When I read Kierkegaard I think about opening my app like opening the lid to the coffin in the grave site of the chasers of the unhappy grave.
What were they looking for in their day and time?
Was it a similar experience to mine? Am I a chaser of the exuberance and pain of others? Probably. I like to check the social buzz on a daily basis. I suppose that’s me.
What is important about this process is not the act itself. What’s important is what we are looking for.
What are we looking for?
Fame…
Freedom…
Ideas…
Money…
Products…
Knowledge…
Education…
Awareness…
Fashion…
Social change…
All of these can be summed up in one single solitary word: connection.
We long for connection.
We long to know and be known.
We long to be found and found out.
To be known in this life is one of the greatest joys a person can wish for. We long for the things in life that bring us connection: people, places, talents, skills, hobbies, jobs, money, recognition.
A phone call from a parent.
Public recognition by a colleague.
A reserved seat at a restaurant.
The greeting of a friend or loved one.
This is why we have kids, excel at careers, make money, invest in others, make art, design store fronts, go on dates, create investment accounts, and take time out to message the people we love. All of this is so that we will know and be known.
Which brings me to my final point: Why on earth would you want to open a grave?
Let’s say just hypothetically opening the social media app is a form of opening the grave of the unhappiest person. If this is the case, why are you opening the app?
I am not knocking social media. I’m a fan. Maybe not a huge fan, but I’m fine with it.
I am more interested in you and what you are looking for.
What are you looking for?
What’s missing inside of you that you need to dig through other people’s lives in order to find out something real about yourself?
What’s so difficult about sitting in a quiet place, alone, no screen.
The short answer to this problem is that we need people.
Whether we like it or not, we need the love of people. And, we need to give that same love back in return. It’s like a muscle that doesn’t get used atrophies until it is no longer useful.

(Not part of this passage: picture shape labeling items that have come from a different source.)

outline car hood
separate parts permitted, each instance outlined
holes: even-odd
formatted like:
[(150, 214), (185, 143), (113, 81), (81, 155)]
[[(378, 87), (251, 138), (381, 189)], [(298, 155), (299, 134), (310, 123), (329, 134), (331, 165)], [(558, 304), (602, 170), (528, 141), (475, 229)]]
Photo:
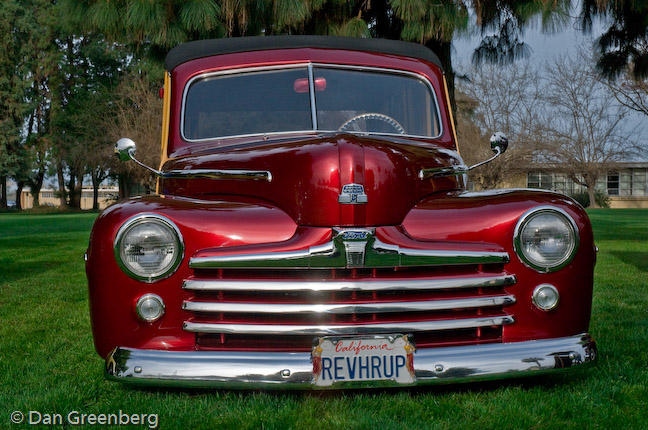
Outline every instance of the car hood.
[[(262, 200), (299, 225), (398, 225), (422, 198), (463, 188), (460, 176), (422, 180), (420, 169), (462, 164), (456, 151), (429, 141), (340, 132), (197, 147), (192, 154), (168, 160), (163, 170), (267, 170), (272, 179), (164, 178), (160, 192), (203, 200)], [(348, 184), (364, 188), (366, 203), (339, 202)]]

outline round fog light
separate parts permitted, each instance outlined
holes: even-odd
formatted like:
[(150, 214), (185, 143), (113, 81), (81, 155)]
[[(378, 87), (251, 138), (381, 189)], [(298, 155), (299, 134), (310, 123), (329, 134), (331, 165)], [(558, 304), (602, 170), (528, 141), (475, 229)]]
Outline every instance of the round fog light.
[(157, 321), (164, 315), (164, 302), (156, 294), (144, 294), (137, 300), (135, 310), (142, 321)]
[(543, 311), (550, 311), (558, 306), (560, 294), (556, 287), (550, 284), (542, 284), (533, 290), (533, 304)]

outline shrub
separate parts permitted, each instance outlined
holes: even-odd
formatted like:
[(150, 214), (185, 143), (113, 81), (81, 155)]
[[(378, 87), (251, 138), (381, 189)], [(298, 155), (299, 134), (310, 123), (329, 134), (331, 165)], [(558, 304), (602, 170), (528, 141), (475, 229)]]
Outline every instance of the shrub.
[[(587, 208), (590, 205), (589, 194), (587, 192), (576, 193), (571, 195), (570, 197), (576, 200), (584, 208)], [(596, 190), (594, 192), (594, 199), (596, 200), (596, 204), (599, 205), (600, 207), (602, 208), (610, 207), (610, 197), (607, 194), (599, 190)]]

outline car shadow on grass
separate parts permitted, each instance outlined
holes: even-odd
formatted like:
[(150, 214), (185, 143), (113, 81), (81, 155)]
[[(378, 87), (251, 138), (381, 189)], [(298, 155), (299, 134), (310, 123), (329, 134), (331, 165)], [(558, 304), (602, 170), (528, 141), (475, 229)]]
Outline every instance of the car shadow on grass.
[(31, 278), (35, 274), (41, 274), (55, 270), (61, 266), (61, 260), (30, 260), (15, 261), (9, 258), (0, 259), (0, 283), (15, 282), (24, 278)]
[(610, 254), (642, 272), (648, 272), (648, 252), (611, 251)]
[[(587, 366), (588, 368), (591, 366)], [(380, 397), (383, 395), (392, 395), (400, 392), (406, 392), (412, 397), (424, 397), (429, 395), (445, 395), (457, 393), (474, 393), (474, 392), (491, 392), (505, 388), (518, 388), (523, 391), (543, 388), (551, 390), (554, 387), (564, 385), (578, 384), (592, 377), (589, 369), (570, 369), (568, 373), (558, 371), (556, 373), (539, 373), (538, 375), (527, 375), (519, 377), (508, 377), (504, 379), (489, 381), (473, 381), (465, 383), (441, 383), (439, 385), (428, 385), (423, 387), (388, 387), (372, 389), (345, 389), (345, 390), (224, 390), (210, 388), (179, 388), (179, 387), (145, 387), (137, 385), (123, 385), (123, 389), (141, 392), (141, 393), (158, 393), (158, 394), (190, 394), (195, 396), (209, 395), (218, 393), (233, 393), (242, 396), (252, 396), (264, 393), (273, 397), (303, 398), (310, 396), (321, 399), (339, 398), (341, 396), (370, 396)]]

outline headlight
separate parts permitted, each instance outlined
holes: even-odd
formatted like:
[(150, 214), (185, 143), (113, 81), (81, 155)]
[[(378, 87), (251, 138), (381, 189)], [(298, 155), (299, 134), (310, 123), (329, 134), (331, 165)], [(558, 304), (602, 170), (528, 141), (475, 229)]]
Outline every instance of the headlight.
[(121, 269), (144, 282), (170, 276), (184, 255), (180, 230), (157, 214), (140, 214), (126, 221), (117, 232), (114, 249)]
[(578, 249), (578, 228), (562, 209), (533, 208), (520, 217), (513, 235), (515, 252), (527, 266), (540, 272), (565, 267)]

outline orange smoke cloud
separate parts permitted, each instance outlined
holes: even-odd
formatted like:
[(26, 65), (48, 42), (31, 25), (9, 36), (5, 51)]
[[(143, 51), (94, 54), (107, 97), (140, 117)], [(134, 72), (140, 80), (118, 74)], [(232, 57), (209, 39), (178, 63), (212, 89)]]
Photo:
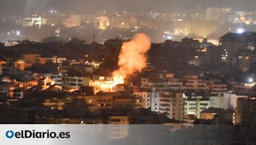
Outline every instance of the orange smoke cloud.
[(147, 52), (150, 48), (150, 39), (140, 33), (129, 41), (124, 42), (119, 55), (119, 69), (112, 73), (113, 86), (124, 83), (124, 80), (134, 72), (147, 67)]

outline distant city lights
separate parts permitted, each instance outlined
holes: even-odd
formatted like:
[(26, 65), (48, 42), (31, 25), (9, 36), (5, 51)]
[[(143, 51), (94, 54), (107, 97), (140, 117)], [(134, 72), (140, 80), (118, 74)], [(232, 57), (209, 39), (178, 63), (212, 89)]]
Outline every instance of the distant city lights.
[(237, 30), (237, 33), (243, 33), (245, 32), (245, 29), (244, 28), (238, 28)]

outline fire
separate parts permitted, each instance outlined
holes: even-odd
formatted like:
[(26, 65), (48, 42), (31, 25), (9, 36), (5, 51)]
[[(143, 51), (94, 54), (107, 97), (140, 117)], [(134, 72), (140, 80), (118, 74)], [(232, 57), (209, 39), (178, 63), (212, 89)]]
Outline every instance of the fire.
[(112, 73), (113, 87), (124, 84), (126, 78), (134, 72), (141, 72), (147, 67), (146, 53), (150, 48), (150, 39), (139, 33), (122, 46), (119, 55), (119, 69)]

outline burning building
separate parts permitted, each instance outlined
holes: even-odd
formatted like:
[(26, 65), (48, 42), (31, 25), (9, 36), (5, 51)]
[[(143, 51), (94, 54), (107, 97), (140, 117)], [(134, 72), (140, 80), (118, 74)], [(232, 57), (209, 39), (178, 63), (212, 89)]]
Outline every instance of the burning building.
[(114, 87), (124, 84), (125, 79), (147, 67), (147, 52), (150, 48), (150, 39), (144, 34), (137, 34), (130, 41), (124, 42), (118, 57), (118, 69), (112, 73), (112, 78), (100, 78), (90, 81), (89, 86), (94, 86), (94, 92), (115, 92)]

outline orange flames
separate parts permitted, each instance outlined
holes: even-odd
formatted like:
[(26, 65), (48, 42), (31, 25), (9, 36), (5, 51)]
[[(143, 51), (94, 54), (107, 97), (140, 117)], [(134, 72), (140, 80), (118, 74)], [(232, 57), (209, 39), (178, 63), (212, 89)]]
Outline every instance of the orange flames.
[(150, 48), (150, 39), (140, 33), (129, 41), (124, 42), (119, 55), (119, 69), (112, 73), (113, 86), (124, 84), (125, 79), (134, 72), (141, 72), (147, 67), (146, 53)]

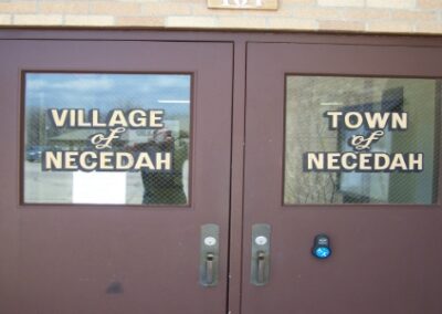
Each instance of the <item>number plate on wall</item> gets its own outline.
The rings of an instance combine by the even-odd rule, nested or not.
[[[208,0],[211,9],[277,10],[277,0]]]

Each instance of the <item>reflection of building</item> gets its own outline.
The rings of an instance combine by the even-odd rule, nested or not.
[[[167,129],[172,132],[173,138],[179,138],[179,136],[180,136],[180,122],[179,121],[165,119],[164,124]],[[149,128],[129,128],[126,132],[128,144],[135,145],[138,143],[147,142],[148,139],[152,139],[152,132],[154,132],[154,129],[149,129]]]

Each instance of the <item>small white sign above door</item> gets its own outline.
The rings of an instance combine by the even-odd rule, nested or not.
[[[277,0],[208,0],[210,9],[277,10]]]

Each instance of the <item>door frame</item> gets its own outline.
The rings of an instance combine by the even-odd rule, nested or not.
[[[231,135],[231,198],[229,234],[229,287],[228,313],[240,313],[242,285],[243,241],[243,191],[244,191],[244,150],[245,150],[245,86],[246,86],[246,45],[248,43],[309,43],[334,45],[377,45],[377,46],[427,46],[441,48],[440,35],[390,35],[355,33],[308,33],[308,32],[225,32],[201,30],[98,30],[73,29],[32,29],[8,28],[0,30],[1,40],[112,40],[112,41],[173,41],[173,42],[230,42],[233,43],[233,96]],[[272,61],[269,61],[272,62]],[[442,177],[442,169],[439,178]],[[17,196],[17,200],[18,200]],[[441,205],[441,198],[438,200]],[[245,239],[248,241],[249,239]]]

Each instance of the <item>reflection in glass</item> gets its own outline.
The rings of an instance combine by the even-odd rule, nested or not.
[[[440,93],[436,80],[287,76],[284,203],[434,203]],[[330,126],[329,112],[339,112],[336,127]],[[348,113],[352,116],[346,124]],[[393,129],[388,121],[386,127],[370,128],[366,113],[381,118],[406,113],[407,127]],[[364,118],[360,126],[358,115]],[[355,136],[368,138],[379,130],[382,135],[368,149],[351,144]],[[351,153],[357,158],[404,154],[406,161],[410,154],[422,154],[422,169],[370,170],[375,161],[367,159],[362,168],[369,170],[360,165],[352,170],[309,170],[306,156],[312,151]],[[332,168],[339,164],[330,160]]]
[[[24,202],[188,203],[191,75],[25,73],[24,78]],[[82,111],[80,117],[71,116],[73,109]],[[129,124],[109,142],[109,147],[97,148],[93,138],[109,135],[113,128],[106,123],[115,111],[126,115],[137,111],[134,116],[138,127]],[[161,126],[140,126],[143,113],[148,116],[149,111],[164,112],[158,121]],[[63,118],[74,121],[75,126],[62,125]],[[96,124],[88,125],[93,121]],[[63,157],[72,169],[48,170],[44,165],[49,151],[63,151],[60,156],[74,151],[78,156],[72,163]],[[85,151],[90,155],[80,157]],[[139,169],[128,167],[130,158],[157,153],[170,154],[168,170],[154,171],[146,163]],[[107,163],[94,154],[113,157]],[[115,166],[118,154],[124,155],[120,168]],[[93,168],[99,161],[110,169]]]

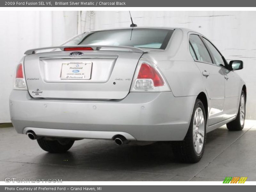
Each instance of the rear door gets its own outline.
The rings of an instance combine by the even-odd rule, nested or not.
[[[121,99],[129,93],[142,53],[118,51],[50,52],[27,55],[24,70],[34,98]],[[72,55],[72,54],[71,54]]]
[[[189,41],[190,52],[201,71],[209,98],[207,124],[211,125],[223,120],[225,84],[223,69],[215,64],[214,59],[198,35],[190,35]]]
[[[218,65],[224,68],[223,58],[214,45],[208,40],[203,38],[207,46],[213,56]],[[225,99],[223,113],[225,119],[235,116],[237,112],[241,90],[237,85],[240,84],[240,79],[237,74],[226,68],[223,68],[225,82]]]

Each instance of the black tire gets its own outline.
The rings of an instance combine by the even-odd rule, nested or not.
[[[241,124],[240,121],[240,107],[241,105],[241,99],[242,96],[244,97],[244,118],[243,123],[242,124]],[[231,121],[229,123],[227,124],[227,127],[229,131],[241,131],[243,129],[244,129],[244,119],[245,119],[245,116],[246,104],[246,99],[245,99],[245,95],[244,91],[242,91],[242,92],[241,93],[241,95],[240,96],[240,100],[239,102],[239,106],[238,106],[238,112],[237,113],[237,114],[236,114],[236,117],[232,121]]]
[[[75,142],[68,139],[51,140],[45,140],[43,138],[37,139],[37,141],[42,149],[53,153],[65,153],[72,147]]]
[[[193,141],[193,127],[194,117],[196,115],[195,112],[196,109],[199,108],[201,108],[203,112],[204,126],[203,146],[201,152],[198,153],[195,149],[196,146],[195,145],[195,144]],[[172,151],[175,157],[179,161],[185,163],[195,163],[198,162],[201,159],[204,154],[206,140],[206,117],[204,105],[201,100],[196,99],[189,127],[184,140],[183,141],[175,141],[172,143]]]

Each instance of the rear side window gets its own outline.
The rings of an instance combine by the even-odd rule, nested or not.
[[[190,44],[193,48],[192,49],[189,49],[193,58],[194,58],[193,55],[195,54],[197,58],[196,60],[203,62],[212,63],[212,61],[210,54],[199,36],[196,35],[189,35],[189,40]],[[194,51],[194,53],[193,52],[191,52],[191,49]]]
[[[82,34],[63,45],[129,46],[165,49],[173,32],[172,29],[157,28],[100,31]]]
[[[213,56],[216,64],[218,65],[220,65],[224,67],[224,62],[222,59],[221,55],[211,43],[205,38],[204,37],[203,38],[204,38],[204,40],[205,43],[205,44],[206,44],[206,45],[210,49],[211,52],[212,53],[212,54]]]

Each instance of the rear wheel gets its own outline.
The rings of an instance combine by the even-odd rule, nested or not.
[[[236,117],[232,121],[227,124],[227,127],[229,131],[241,131],[244,129],[245,118],[245,94],[242,91]]]
[[[39,146],[46,151],[52,153],[64,153],[69,149],[75,142],[68,139],[47,140],[44,138],[37,140]]]
[[[180,161],[196,163],[201,159],[204,150],[206,139],[206,117],[204,105],[197,99],[189,126],[183,141],[175,141],[172,150]]]

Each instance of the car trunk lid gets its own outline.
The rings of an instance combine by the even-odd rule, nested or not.
[[[72,51],[27,52],[24,66],[29,94],[35,98],[123,99],[143,52],[110,48],[79,51],[82,54],[74,56]]]

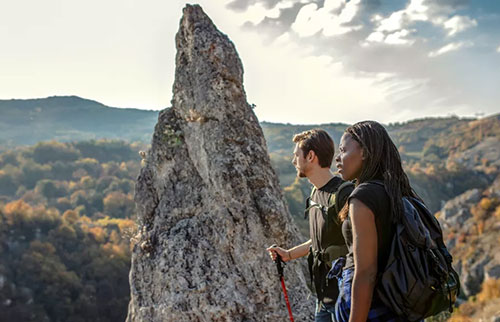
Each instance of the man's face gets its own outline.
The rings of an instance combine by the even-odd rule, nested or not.
[[[302,149],[299,147],[299,144],[295,144],[295,149],[293,150],[293,159],[292,159],[292,164],[294,165],[295,169],[297,169],[297,176],[300,178],[305,178],[307,177],[307,169],[309,162],[307,162],[306,158],[304,157],[304,152]]]

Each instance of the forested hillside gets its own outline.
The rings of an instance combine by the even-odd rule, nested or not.
[[[0,151],[39,141],[148,141],[157,111],[112,108],[77,96],[0,100]]]
[[[75,97],[22,102],[0,101],[0,321],[122,321],[138,152],[147,149],[156,112]],[[292,136],[321,127],[337,145],[347,125],[261,126],[305,239],[311,186],[296,178]],[[443,223],[464,282],[451,319],[479,319],[500,305],[500,115],[386,128],[412,186]],[[89,140],[99,137],[125,141]]]
[[[0,154],[0,321],[123,321],[139,145]]]

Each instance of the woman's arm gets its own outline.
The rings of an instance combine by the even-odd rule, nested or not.
[[[351,199],[354,277],[349,321],[365,322],[372,302],[377,277],[377,227],[373,212],[358,199]]]

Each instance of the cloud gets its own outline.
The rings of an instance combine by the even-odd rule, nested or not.
[[[300,37],[310,37],[320,31],[326,37],[359,30],[361,24],[352,25],[361,0],[325,0],[323,7],[316,3],[303,6],[291,28]]]
[[[452,43],[449,43],[441,48],[439,48],[438,50],[436,51],[431,51],[429,53],[429,57],[431,58],[434,58],[434,57],[437,57],[437,56],[441,56],[443,54],[446,54],[446,53],[449,53],[451,51],[457,51],[461,48],[464,48],[464,47],[471,47],[473,46],[474,44],[472,42],[452,42]]]
[[[444,22],[444,28],[449,30],[448,36],[453,36],[475,26],[477,26],[477,21],[466,16],[453,16]]]
[[[483,14],[489,12],[480,6],[467,0],[297,0],[293,10],[280,9],[278,17],[252,27],[275,37],[287,34],[288,41],[308,49],[307,55],[341,62],[343,73],[353,79],[376,79],[387,104],[398,106],[400,115],[415,109],[423,113],[424,106],[442,113],[456,106],[493,109],[500,95],[484,83],[498,83],[500,77],[474,55],[491,48],[498,28],[491,25],[490,34],[480,34]],[[500,53],[500,46],[494,48]],[[499,55],[494,56],[488,57],[490,64],[499,63]]]

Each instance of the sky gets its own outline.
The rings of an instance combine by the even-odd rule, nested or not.
[[[200,0],[260,121],[500,112],[498,0]],[[170,106],[177,0],[0,0],[0,99]]]

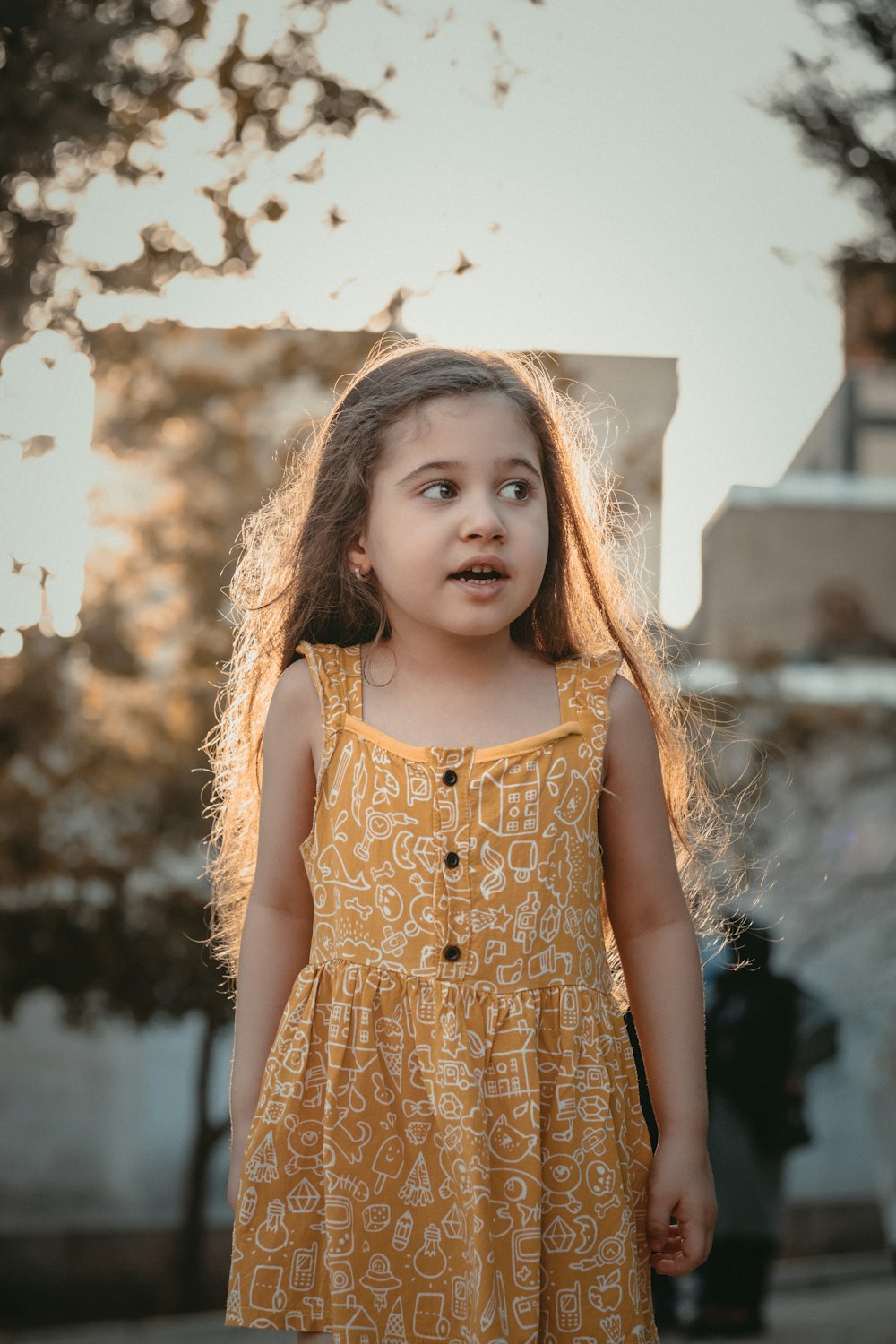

We need to connect and be connected to.
So we follow, and unfollow, and browse, and use incognito mode (which turns out was being saved on a server somewhere and was not so incognito this whole time, but that’s for another story).
May I encourage you: not to stop using social media, but to do this…
The next time you go to open your app and browse, ask this simple little question: “What am I looking for? And… Is it possible to get that thing from someone else who is around me physically or emotionally connecting with me in a way that brings me life?”
If the answer is yes, then go find that person. Give them a hug. Tell them what you think about them. Seek to find a deep connection beyond sliding open the door to someone else’s world.